Reportedly, to help people manage type II diabetes, distinguished Professor Geoff Chase—at the UC’s (University of Canterbury) College of Engineering—is working on the world’s first insulin sensor technology to facilitate “instant” measurement. The advancement of insulin measurement technology would let physicians and patients make better-informed decisions for immediate treatment, Professor Chase states. At present people are using well-known a glucometer and finger stick test to find out their blood sugar level, nevertheless currently the insulin is only measured in a lab.

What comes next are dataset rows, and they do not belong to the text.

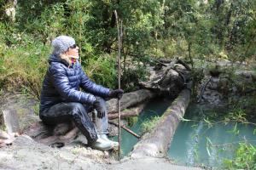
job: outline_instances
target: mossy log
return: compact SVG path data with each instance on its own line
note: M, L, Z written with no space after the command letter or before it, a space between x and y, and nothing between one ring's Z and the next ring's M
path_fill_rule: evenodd
M121 118L128 117L128 116L139 116L140 112L143 110L145 107L147 102L144 102L143 104L140 104L139 105L136 107L131 107L127 110L124 110L121 111ZM119 117L118 113L112 113L108 114L108 119L117 119Z
M183 116L190 99L190 90L183 89L167 108L151 133L146 133L134 146L131 157L164 156L172 143L175 130Z

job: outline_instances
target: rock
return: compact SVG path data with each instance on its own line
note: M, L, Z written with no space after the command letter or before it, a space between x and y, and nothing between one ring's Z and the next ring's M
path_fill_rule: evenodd
M34 122L39 121L35 114L38 102L20 94L4 94L0 100L2 128L8 133L22 133Z

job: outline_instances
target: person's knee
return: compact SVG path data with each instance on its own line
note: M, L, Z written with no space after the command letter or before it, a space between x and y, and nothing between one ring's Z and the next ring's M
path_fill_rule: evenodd
M86 113L86 110L84 105L81 103L71 103L72 106L72 115L84 115Z

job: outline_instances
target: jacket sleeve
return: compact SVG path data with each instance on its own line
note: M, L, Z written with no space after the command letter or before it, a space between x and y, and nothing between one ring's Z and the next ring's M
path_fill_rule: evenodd
M80 87L94 95L100 97L108 97L109 88L104 88L101 85L96 84L91 82L90 78L85 75L81 65L79 65L79 74L80 74Z
M93 104L94 95L79 91L70 85L63 65L55 65L49 67L49 75L54 87L62 98L68 101Z

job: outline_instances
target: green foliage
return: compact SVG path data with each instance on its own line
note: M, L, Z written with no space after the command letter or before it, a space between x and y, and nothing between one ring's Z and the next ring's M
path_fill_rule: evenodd
M240 143L235 156L232 159L225 159L224 165L228 169L255 169L255 146L247 143Z
M142 124L142 132L143 133L150 132L160 120L160 116L154 116L150 119L144 121Z
M137 116L129 116L125 118L129 127L132 127L137 122Z
M88 60L84 71L96 82L110 88L116 88L117 71L115 60L110 55L101 55Z

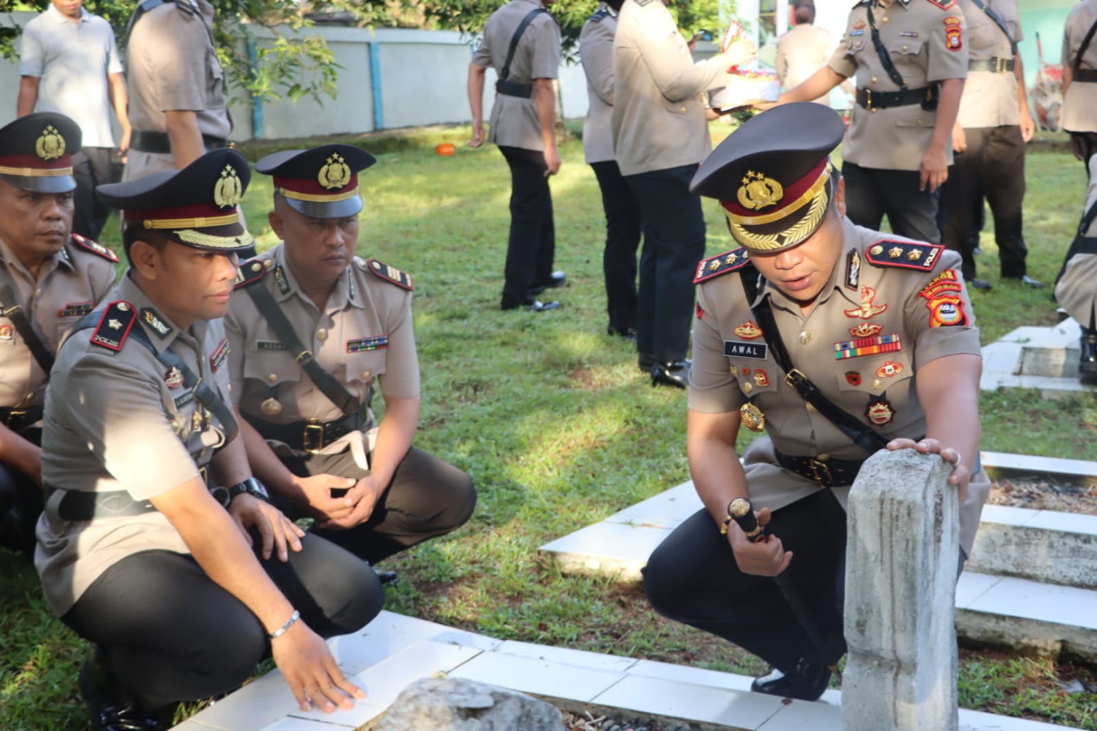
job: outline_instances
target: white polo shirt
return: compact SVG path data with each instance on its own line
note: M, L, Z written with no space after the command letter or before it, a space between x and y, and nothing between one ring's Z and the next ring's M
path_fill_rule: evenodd
M23 28L19 75L41 79L36 112L58 112L80 125L83 147L114 147L108 73L122 73L111 24L80 9L80 21L52 3Z

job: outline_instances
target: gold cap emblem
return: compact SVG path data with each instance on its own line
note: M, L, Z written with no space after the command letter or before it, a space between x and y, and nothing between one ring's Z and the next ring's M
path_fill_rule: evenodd
M344 187L350 182L350 167L338 152L328 158L327 164L320 168L317 175L320 185L328 190Z
M244 183L240 182L233 165L225 165L220 171L220 178L213 186L213 202L222 208L236 206L244 195Z
M38 135L38 141L34 144L34 151L43 160L56 160L65 155L65 138L52 124Z
M739 187L739 205L750 210L760 210L777 205L784 196L784 189L772 178L749 171Z

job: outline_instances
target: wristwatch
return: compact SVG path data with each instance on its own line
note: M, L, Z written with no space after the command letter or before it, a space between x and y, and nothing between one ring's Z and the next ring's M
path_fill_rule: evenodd
M249 495L255 495L256 498L259 498L263 502L269 503L271 501L271 496L267 492L267 488L263 487L262 482L260 482L253 477L249 477L244 482L237 482L236 484L230 487L228 489L228 501L233 502L234 498L236 498L237 495L242 495L245 492L247 492Z

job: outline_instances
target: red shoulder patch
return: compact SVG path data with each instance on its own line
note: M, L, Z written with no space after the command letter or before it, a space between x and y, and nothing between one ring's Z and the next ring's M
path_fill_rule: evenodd
M735 249L734 251L725 251L722 254L712 256L711 259L702 259L698 262L697 274L693 276L693 284L700 284L709 279L715 278L721 274L727 274L728 272L734 272L746 266L747 262L750 261L747 256L746 249Z
M80 247L84 251L90 251L93 254L99 254L100 256L102 256L103 259L105 259L106 261L109 261L109 262L111 262L113 264L117 264L118 263L118 258L117 258L117 255L115 255L115 253L113 251L111 251L110 249L108 249L106 247L104 247L101 243L92 241L91 239L83 238L79 233L73 233L72 235L72 243L75 243L76 245Z

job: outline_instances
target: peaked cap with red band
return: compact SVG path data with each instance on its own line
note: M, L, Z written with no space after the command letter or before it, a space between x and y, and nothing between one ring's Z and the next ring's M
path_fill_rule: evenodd
M237 209L250 180L244 156L223 147L182 170L100 185L95 195L122 209L125 230L156 231L195 249L241 252L256 243Z
M321 145L268 155L256 170L273 176L274 191L303 216L343 218L362 209L358 173L376 161L353 145Z
M828 155L846 126L814 102L781 104L733 132L701 163L690 191L720 201L732 236L751 252L801 243L823 222L838 175Z
M80 127L64 114L38 112L0 128L0 178L32 193L76 190L72 153Z

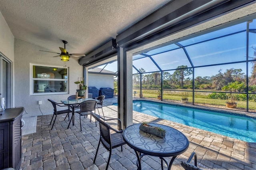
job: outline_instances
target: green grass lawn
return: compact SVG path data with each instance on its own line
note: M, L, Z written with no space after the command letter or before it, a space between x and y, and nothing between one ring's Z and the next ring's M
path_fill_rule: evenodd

He added, “What makes clinical point-of-care insulin testing tough is there is no as such known chemical reaction to check for. Like glucose, insulin is not polarized charged and it does not carry any voltage or react to radiofrequency, magnetic fields, or microwaves.” Therefore, it is kind of a “secret” molecule in regards to detection, he says. For this study, Professor Chase is functioning with Dr. Volker Nock (from UC’s Biomolecular Interaction Centre), Dr. Stefanie Gutschmidt (Mechanical Engineering Senior Lecturer), and Dr. Rebecca Soffe (Postdoctoral Fellow from Electrical and Computer Engineering Department). The researchers are developing a LOC (lab-on-a-chip) technology by using micro-fluidics—in particular bio-receptors—and new MEMS (micro-electro-mechanical-system) technology for detecting insulin from a sample fluid.
On a related note, recently, a study showed that the Mediterranean diet might aid in keeping type II diabetes patients off the medications. According to a study, the Mediterranean diet plan together with extra virgin olive oil may postpone the requirement for first glucose-reducing medication amongst volunteers having type II diabetes. The study was published in the journal Diabetes Care. F. Javier Basterra-Gortari—from the University of Navarra, Spain—along with colleagues stated, “Our study findings showed that PREDIMED (Prevención con Dieta Mediterrànea) participants having type II diabetes—who also underwent mediation with an energy-unrestricted Mediterranean diet and olive oil—had considerably lower rates of initiation of glucose-reducing medications.”